Monday, May 17, 2010

Volcanos: Thinking Back

For those who are tiring of Eyjafjallajökull and want to think back to earlier times, the Boston Globe's blog The Big Picture has a special on Mount St. Helens (click to see pictures). The eruption happened exactly 30 years ago. Take a peek. For those who lived through those days, it will remind you of the shock and horror of that eruption.

For me, the most poignant photo was of 30-year old vulcanologist David Johnston in the evening at his camp near what is now known as Johnston Ridge near Mount St. Helens. At 8:32 a.m. the next morning, Johnston radioed a message to the USGS headquarters: "Vancouver, Vancouver, this is it!", shortly before he was killed by the massive eruption of the volcano that also killed 56 others.

Another memorable eruption was Mt. Pinatubo in 1991. This photo gives a sense of how enormous that eruption was.

And there was Krakatoa which Wikipedia reports as "with a Volcanic Explosivity Index (VEI) of 6,[3] the eruption was equivalent to 200 megatons of TNT (840 PJ)—about 13,000 times the nuclear yield of the Little Boy bomb (13 to 16 kT) that devastated Hiroshima, Japan during World War II and four times the yield of the Tsar Bomba (50 MT), the largest nuclear device ever detonated."

Of course, for connoisseurs, the really big eruption was Mt. Tambora in 1815. The eruption that created a global cooling and "the year without a summer".

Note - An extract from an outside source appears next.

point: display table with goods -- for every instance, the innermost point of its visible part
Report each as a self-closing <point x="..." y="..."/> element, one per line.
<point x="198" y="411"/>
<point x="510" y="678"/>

And the granddaddy of all explosive volcanos in the last 25 million years was Lake Toba which according to Wikipedia "The eruption is believed to have had a VEI intensity of 8. This is the largest known eruption anywhere on Earth in the last 25 million years. According to the Toba catastrophe theory to which some anthropologists and archeologists subscribe, it had global consequences, killing most humans then alive and creating a population bottleneck in Central Eastern Africa and India that affected the genetic inheritance of all humans today."

To get a sense of scale and size, take a look at Wikipedia Volcanic Explosivity Index.